I remember the first time that happened to me: I had just read Anthony Bourdain’s “Kitchen Confidential” and saw a copy of his other book “A Cook’s Tour” in the bookshop. This was before the Discovery channel show of the same name starting showing here but I wanted to read more of Bourdain so I bought it.
The edition I bought showed him standing in front of a Bayon temple face in Siem Reap... and just like that, I wanted to go to Cambodia too. This was more than seven years ago and everyone was kind of discouraging of the idea. “It’s dangerous... the landmines, the bandits.”
But I went anyway. And I had a great time. It was no four-star holiday and we stayed in a guesthouse which was pretty basic but it was fantastic. And yes, I saw the Bayon temple with the enigmatic faces which I first spotted on the cover of Bourdain’s book.
The next time that happened with a book was Janet de Neefe’s “Fragrant Rice: My Continuing Love Affair With Bali”. A review copy landed on my desk and I just kind of ignored it for a month or so.
Then one day, I opened the book and soon found myself totally enchanted by the story of this Australian-born woman who first came to Bali with her family for a holiday. She returned a few years later and to cut a long story short, she married a Balinese and today she and her husband run two restaurants and a guesthouse.
The book is a combination of cookbook and memoir which also gives a foreigner an insight into the real Bali. De Neefe is also a fabulous cook and she also conducts cooking classes in Ubud where she lives now.
After the first Bali bombing in 2002, she decided to do something to help the people of Bali. Together with a friend, they conceived the Ubud Writers and Readers Festival in 2004 and since then, the festival has really grown in size and reputation... and introduced more people to the beautiful island.
But it was her book which brought me to Bali and I stayed in her guesthouse! And you know what, I actually saw her once during my stay there. Talk about a book groupie eh? Maybe next year, I will go to the Writers Festival.

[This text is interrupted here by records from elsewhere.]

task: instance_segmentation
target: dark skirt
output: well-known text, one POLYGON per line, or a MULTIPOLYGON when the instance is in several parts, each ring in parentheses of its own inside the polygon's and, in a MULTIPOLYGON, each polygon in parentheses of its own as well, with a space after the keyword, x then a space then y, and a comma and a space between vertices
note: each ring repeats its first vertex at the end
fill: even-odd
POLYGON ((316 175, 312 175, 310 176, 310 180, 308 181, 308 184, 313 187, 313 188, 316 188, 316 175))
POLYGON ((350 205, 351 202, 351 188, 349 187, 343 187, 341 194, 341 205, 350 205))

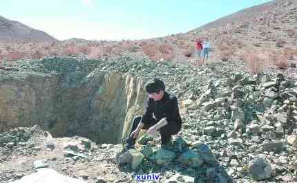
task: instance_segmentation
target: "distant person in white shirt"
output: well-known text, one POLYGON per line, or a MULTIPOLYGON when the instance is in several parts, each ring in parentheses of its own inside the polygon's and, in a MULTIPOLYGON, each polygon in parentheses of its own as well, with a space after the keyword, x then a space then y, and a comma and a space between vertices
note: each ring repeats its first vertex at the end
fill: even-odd
POLYGON ((203 58, 209 58, 209 50, 211 49, 211 42, 209 41, 209 39, 207 37, 205 41, 203 41, 203 58))

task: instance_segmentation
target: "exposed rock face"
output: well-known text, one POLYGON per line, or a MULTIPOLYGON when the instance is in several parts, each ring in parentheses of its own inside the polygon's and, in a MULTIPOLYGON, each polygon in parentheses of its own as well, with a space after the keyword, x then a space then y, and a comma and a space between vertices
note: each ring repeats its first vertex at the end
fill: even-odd
POLYGON ((54 136, 79 135, 97 142, 119 142, 130 129, 125 121, 143 111, 143 79, 128 74, 85 71, 77 61, 68 62, 73 63, 66 66, 75 69, 59 74, 0 71, 0 131, 39 125, 54 136))

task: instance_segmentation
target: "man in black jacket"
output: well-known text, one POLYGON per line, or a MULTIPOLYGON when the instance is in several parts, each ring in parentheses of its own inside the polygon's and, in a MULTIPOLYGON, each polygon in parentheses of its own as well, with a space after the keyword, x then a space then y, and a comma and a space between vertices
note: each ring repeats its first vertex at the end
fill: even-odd
POLYGON ((157 131, 161 134, 161 147, 171 141, 171 136, 178 133, 182 127, 182 119, 175 96, 165 92, 163 81, 155 78, 146 85, 148 99, 142 116, 138 116, 133 120, 129 137, 133 137, 127 148, 132 148, 141 129, 154 137, 157 131))

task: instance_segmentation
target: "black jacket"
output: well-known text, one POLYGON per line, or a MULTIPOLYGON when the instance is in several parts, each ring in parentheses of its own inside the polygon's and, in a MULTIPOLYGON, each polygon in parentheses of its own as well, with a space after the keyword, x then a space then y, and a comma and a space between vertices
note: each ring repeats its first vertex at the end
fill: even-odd
POLYGON ((144 114, 140 122, 148 124, 156 120, 157 122, 163 118, 166 118, 167 125, 173 125, 180 129, 182 118, 180 115, 178 98, 175 95, 166 92, 160 100, 154 101, 153 98, 148 98, 144 114))

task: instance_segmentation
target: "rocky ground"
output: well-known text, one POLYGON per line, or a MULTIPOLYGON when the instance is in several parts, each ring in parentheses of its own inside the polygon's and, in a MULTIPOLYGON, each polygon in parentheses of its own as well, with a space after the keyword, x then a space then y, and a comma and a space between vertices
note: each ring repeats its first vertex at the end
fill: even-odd
POLYGON ((198 67, 133 55, 67 59, 23 61, 2 69, 57 72, 75 69, 75 63, 144 78, 160 77, 179 99, 181 136, 175 137, 169 152, 160 149, 160 137, 148 147, 140 147, 146 158, 138 164, 139 154, 132 160, 129 156, 131 167, 115 162, 121 144, 95 144, 82 137, 51 140, 38 127, 12 129, 0 133, 1 182, 19 179, 39 166, 87 182, 132 182, 135 175, 157 172, 160 182, 193 182, 194 177, 195 182, 231 182, 226 172, 237 182, 297 181, 296 68, 251 74, 241 62, 198 67))

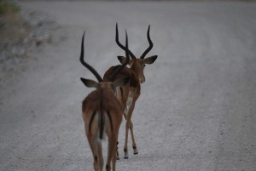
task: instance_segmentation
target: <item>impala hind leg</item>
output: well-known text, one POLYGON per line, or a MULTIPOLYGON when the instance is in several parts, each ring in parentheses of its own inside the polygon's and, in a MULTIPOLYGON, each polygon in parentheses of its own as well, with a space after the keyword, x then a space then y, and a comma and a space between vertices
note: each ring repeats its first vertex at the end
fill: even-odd
POLYGON ((117 143, 116 143, 116 159, 117 160, 120 159, 119 152, 119 141, 117 141, 117 143))
MULTIPOLYGON (((124 153, 125 153, 125 157, 124 158, 127 159, 129 158, 129 154, 128 154, 128 133, 129 133, 129 128, 131 128, 131 125, 132 127, 132 123, 131 121, 131 117, 132 115, 132 111, 134 110, 134 106, 135 106, 135 101, 132 101, 131 103, 131 106, 129 107, 128 110, 128 113, 126 115, 126 123, 125 123, 125 147, 124 147, 124 153)), ((133 147, 135 147, 135 149, 137 149, 137 145, 135 143, 134 140, 134 134, 133 134, 133 129, 131 128, 131 130, 132 130, 131 133, 131 138, 132 138, 132 144, 134 145, 133 147)))
POLYGON ((100 169, 99 167, 99 157, 98 157, 98 145, 97 145, 97 140, 95 139, 95 137, 88 136, 88 142, 92 152, 93 156, 93 166, 94 170, 98 171, 100 169))
POLYGON ((106 170, 110 171, 111 169, 111 161, 113 170, 115 170, 115 162, 116 162, 116 138, 112 136, 108 139, 108 159, 106 164, 106 170))
POLYGON ((132 123, 131 121, 130 122, 129 129, 131 131, 131 135, 133 154, 137 155, 137 154, 138 154, 138 151, 137 151, 137 144, 135 142, 134 133, 133 133, 133 123, 132 123))

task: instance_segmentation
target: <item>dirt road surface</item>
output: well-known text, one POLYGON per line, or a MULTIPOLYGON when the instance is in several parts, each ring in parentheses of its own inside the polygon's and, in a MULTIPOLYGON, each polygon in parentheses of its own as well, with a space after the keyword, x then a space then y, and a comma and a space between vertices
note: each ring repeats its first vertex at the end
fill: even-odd
MULTIPOLYGON (((151 25, 158 54, 145 68, 146 83, 132 117, 138 155, 117 170, 256 170, 256 3, 241 2, 23 2, 47 14, 65 36, 33 52, 27 70, 1 89, 0 170, 92 170, 81 102, 95 79, 119 64, 115 44, 127 29, 137 56, 151 25)), ((96 79, 95 79, 96 80, 96 79)), ((106 146, 104 147, 106 148, 106 146)))

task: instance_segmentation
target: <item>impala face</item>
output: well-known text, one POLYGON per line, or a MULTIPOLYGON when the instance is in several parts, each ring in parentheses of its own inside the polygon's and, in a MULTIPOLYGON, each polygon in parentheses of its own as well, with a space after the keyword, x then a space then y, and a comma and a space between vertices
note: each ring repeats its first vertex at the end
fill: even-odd
MULTIPOLYGON (((120 63, 124 63, 125 61, 125 57, 123 56, 118 56, 120 63)), ((141 59, 131 59, 130 60, 129 65, 131 66, 131 69, 135 71, 137 74, 137 77, 140 82, 140 83, 143 83, 146 81, 145 76, 144 76, 144 68, 147 65, 153 64, 154 60, 157 59, 157 55, 154 55, 148 58, 141 59)))
MULTIPOLYGON (((148 48, 143 52, 143 54, 141 55, 140 58, 137 58, 131 50, 129 50, 128 48, 128 37, 127 37, 127 31, 125 31, 125 37, 126 37, 126 42, 125 42, 125 47, 122 45, 119 41, 119 31, 118 31, 118 25, 116 25, 116 43, 125 51, 125 56, 131 56, 131 60, 129 62, 129 65, 131 66, 131 69, 133 70, 140 82, 140 83, 143 83, 145 82, 145 76, 144 76, 144 67, 147 65, 153 64, 154 60, 157 59, 157 55, 154 55, 151 57, 147 57, 147 54, 153 48, 153 43, 150 39, 149 36, 149 31, 150 31, 150 26, 148 26, 148 32, 147 32, 147 38, 149 43, 148 48)), ((120 63, 123 64, 125 61, 125 57, 123 56, 118 56, 118 59, 119 60, 120 63)))

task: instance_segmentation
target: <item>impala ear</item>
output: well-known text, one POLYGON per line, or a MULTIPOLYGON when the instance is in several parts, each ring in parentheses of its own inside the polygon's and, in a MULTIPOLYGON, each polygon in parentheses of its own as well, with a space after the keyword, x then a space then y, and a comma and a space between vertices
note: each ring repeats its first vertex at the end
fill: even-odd
MULTIPOLYGON (((119 60, 120 61, 121 64, 124 64, 127 60, 127 58, 124 57, 124 56, 118 56, 118 59, 119 59, 119 60)), ((131 62, 131 60, 129 61, 129 65, 130 65, 130 62, 131 62)))
POLYGON ((122 78, 115 80, 113 83, 113 86, 114 89, 116 88, 123 87, 124 85, 125 85, 128 83, 129 79, 130 79, 130 77, 122 77, 122 78))
POLYGON ((97 86, 99 84, 98 83, 96 83, 93 80, 85 79, 84 77, 81 77, 80 79, 87 88, 97 88, 97 86))
POLYGON ((156 59, 157 59, 157 55, 150 56, 150 57, 145 58, 143 60, 143 63, 144 64, 153 64, 156 59))

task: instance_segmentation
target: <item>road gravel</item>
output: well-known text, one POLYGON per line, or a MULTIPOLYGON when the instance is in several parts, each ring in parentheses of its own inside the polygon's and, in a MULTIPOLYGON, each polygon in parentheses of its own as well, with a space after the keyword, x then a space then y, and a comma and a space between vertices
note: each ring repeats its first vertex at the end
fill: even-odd
MULTIPOLYGON (((65 36, 31 54, 27 69, 1 89, 0 170, 92 170, 81 102, 95 79, 124 52, 115 44, 127 29, 130 48, 146 49, 151 26, 154 64, 132 116, 138 155, 117 170, 256 170, 256 3, 243 2, 20 2, 47 14, 65 36)), ((4 79, 4 77, 3 78, 4 79)), ((96 80, 96 79, 95 79, 96 80)), ((106 149, 106 146, 104 147, 106 149)))

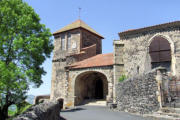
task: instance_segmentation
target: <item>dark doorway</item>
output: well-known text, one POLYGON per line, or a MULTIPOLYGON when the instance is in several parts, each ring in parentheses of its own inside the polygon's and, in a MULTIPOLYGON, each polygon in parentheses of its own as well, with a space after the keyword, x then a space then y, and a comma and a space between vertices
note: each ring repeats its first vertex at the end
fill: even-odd
POLYGON ((75 105, 86 101, 105 100, 108 94, 108 82, 104 74, 85 72, 77 76, 75 81, 75 105))
POLYGON ((103 99, 103 82, 101 79, 96 80, 95 98, 96 99, 103 99))

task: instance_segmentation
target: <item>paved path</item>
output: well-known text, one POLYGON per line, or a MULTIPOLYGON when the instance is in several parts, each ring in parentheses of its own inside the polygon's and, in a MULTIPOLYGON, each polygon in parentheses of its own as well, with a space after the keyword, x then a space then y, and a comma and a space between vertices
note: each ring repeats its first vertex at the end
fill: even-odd
POLYGON ((78 106, 61 112, 67 120, 152 120, 125 112, 112 111, 103 106, 78 106))

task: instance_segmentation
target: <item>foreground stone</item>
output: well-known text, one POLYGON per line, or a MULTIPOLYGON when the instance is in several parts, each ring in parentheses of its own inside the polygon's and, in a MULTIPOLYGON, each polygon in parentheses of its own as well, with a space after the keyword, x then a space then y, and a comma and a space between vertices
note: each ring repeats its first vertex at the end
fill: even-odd
POLYGON ((45 102, 32 106, 25 113, 14 120, 61 120, 60 111, 63 107, 63 100, 45 102))
POLYGON ((131 113, 153 113, 159 110, 156 69, 117 85, 117 109, 131 113))

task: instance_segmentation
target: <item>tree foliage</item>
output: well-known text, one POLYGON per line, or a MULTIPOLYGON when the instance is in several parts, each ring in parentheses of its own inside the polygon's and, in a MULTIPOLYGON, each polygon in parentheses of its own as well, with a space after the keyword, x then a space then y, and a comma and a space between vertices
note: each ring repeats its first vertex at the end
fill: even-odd
POLYGON ((53 45, 50 30, 22 0, 0 0, 0 120, 23 101, 29 84, 42 84, 42 64, 53 45))

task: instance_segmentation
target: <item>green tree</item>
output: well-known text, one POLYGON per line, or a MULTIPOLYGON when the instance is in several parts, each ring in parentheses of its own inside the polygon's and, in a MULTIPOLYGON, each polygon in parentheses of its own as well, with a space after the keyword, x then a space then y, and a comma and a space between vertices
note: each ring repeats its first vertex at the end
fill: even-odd
POLYGON ((0 0, 0 120, 8 107, 26 99, 29 85, 39 87, 42 64, 53 50, 50 30, 23 0, 0 0))

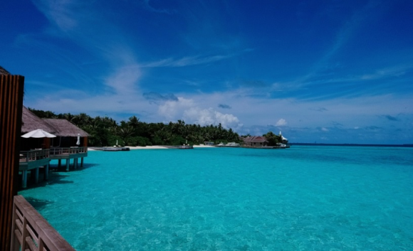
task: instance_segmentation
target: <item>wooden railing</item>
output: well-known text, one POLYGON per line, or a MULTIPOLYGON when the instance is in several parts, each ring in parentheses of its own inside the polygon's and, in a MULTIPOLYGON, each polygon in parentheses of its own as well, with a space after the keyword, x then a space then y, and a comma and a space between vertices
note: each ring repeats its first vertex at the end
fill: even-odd
POLYGON ((67 155, 67 154, 85 154, 88 152, 87 146, 82 147, 58 147, 51 148, 51 155, 67 155))
POLYGON ((20 151, 20 161, 26 162, 33 161, 41 159, 47 159, 50 157, 49 149, 43 150, 31 150, 31 151, 20 151))
POLYGON ((75 250, 21 196, 14 196, 11 251, 75 250))

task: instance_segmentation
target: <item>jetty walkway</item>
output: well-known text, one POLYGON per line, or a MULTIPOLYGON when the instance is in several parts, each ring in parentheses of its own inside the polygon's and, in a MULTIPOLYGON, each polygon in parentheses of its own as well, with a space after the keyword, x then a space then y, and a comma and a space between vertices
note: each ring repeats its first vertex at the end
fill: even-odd
POLYGON ((34 171, 35 183, 38 183, 40 169, 44 169, 44 179, 48 178, 49 163, 52 159, 58 160, 58 167, 62 159, 66 160, 66 170, 69 171, 70 160, 73 160, 73 169, 77 169, 78 159, 83 166, 83 158, 88 156, 88 147, 58 147, 49 149, 35 149, 20 151, 19 171, 22 172, 21 187, 27 186, 27 172, 34 171))

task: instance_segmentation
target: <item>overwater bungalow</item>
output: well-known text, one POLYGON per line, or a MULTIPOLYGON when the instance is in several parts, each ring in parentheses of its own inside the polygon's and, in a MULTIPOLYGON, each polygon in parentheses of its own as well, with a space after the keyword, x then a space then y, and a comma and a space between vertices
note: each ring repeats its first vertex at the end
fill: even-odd
POLYGON ((263 147, 268 144, 267 139, 263 136, 250 136, 244 138, 244 146, 246 147, 263 147))
POLYGON ((41 119, 23 107, 21 134, 41 129, 56 137, 21 138, 19 171, 22 174, 22 187, 27 185, 27 173, 34 172, 35 182, 38 181, 39 170, 44 170, 44 178, 48 178, 51 159, 66 160, 66 171, 69 171, 70 160, 76 169, 78 159, 80 166, 83 158, 88 156, 88 133, 66 119, 41 119))

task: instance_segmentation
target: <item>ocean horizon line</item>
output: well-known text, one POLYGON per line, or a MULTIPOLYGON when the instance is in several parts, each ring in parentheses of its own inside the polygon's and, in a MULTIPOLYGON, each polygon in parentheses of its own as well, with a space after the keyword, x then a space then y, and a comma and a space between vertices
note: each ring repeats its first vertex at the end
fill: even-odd
POLYGON ((413 144, 288 143, 291 146, 413 147, 413 144))

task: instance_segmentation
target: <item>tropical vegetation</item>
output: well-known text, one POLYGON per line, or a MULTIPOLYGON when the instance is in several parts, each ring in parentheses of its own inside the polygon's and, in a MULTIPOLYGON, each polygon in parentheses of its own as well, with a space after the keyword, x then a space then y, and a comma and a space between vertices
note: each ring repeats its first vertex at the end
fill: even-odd
POLYGON ((128 121, 117 123, 106 116, 92 117, 85 113, 56 114, 50 111, 28 108, 41 118, 66 119, 89 134, 88 144, 91 146, 152 146, 199 144, 204 141, 240 142, 239 135, 232 129, 225 129, 221 124, 201 127, 187 124, 183 120, 177 122, 147 123, 132 116, 128 121))

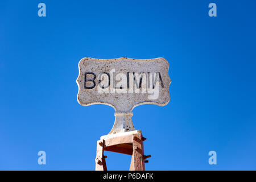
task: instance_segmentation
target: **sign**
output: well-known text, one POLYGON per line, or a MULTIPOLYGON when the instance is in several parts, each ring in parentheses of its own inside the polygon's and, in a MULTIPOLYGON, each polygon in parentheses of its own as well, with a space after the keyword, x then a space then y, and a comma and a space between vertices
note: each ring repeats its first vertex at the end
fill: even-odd
POLYGON ((85 57, 79 68, 77 101, 82 106, 100 104, 114 107, 113 129, 112 129, 110 134, 135 130, 131 121, 135 107, 147 104, 164 106, 170 101, 169 64, 164 58, 85 57))

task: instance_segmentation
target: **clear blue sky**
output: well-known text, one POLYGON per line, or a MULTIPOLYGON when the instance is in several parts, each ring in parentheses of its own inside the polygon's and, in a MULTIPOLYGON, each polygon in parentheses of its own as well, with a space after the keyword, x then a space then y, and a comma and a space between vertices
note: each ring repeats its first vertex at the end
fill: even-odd
MULTIPOLYGON (((78 104, 78 63, 125 56, 170 65, 170 103, 133 110, 152 155, 147 170, 255 170, 255 7, 254 1, 1 1, 0 169, 94 170, 96 141, 110 131, 114 110, 78 104), (38 16, 40 2, 46 17, 38 16), (210 2, 217 17, 208 16, 210 2), (38 164, 40 150, 46 166, 38 164)), ((129 156, 105 154, 109 169, 129 169, 129 156)))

You just never know where reading can take you. Right now, I am reading Farish A. Noor’s “Qur’an and Cricket: Travels Through the Madrasahs of Asia and other stories.” I know what you are thinking, “You’re not thinking of visiting a madrasah surely?”
No, I am not. But the book is an amazing read. I think I learned (and understood) more about the politics of the region — Pakistan, Afghanistan and India — reading this book than all the news articles that are being churned out on a daily basis every day. There is a lot of heart in these stories from his journals. Some, like the Pakistan chapters may have been written in 2004 but the conditions described feel just as fresh today some five years later.
In the introduction, he writes that some of the journeys described in the book are internal ones: “Travel is as much an internal process as it is external, and one could argue that one has never really travelled across the world unless and until one has travelled across oneself.”
So yes, I may not be the traveller Farish was (and I am sure, is) but his travelogue has made me see things (the world really) with different eyes. I especially loved the chapter “Santri: Another Look at the Pesantren al-Mukmin of Abu Bakar Ba’ashir”.
Like many others after the Bali bombings, I too had bought into the idea of Ba’ashir as a monster. The mastermind behind the horror. But Farish will make you see the man and yes, suddenly “the other” is not so frightening after all.
Farish travelled to all these places as part of his academic research but luckily for us, the book is not an academic tome. Instead I would like to think of it as a guide to some of the places and people we often relegate to “the news.”
I have just a few more pages before the end of the book but I already know I will never think of the “difficult places and people” in the world the same way again.
And that, in itself, is a kind of journey isn’t it?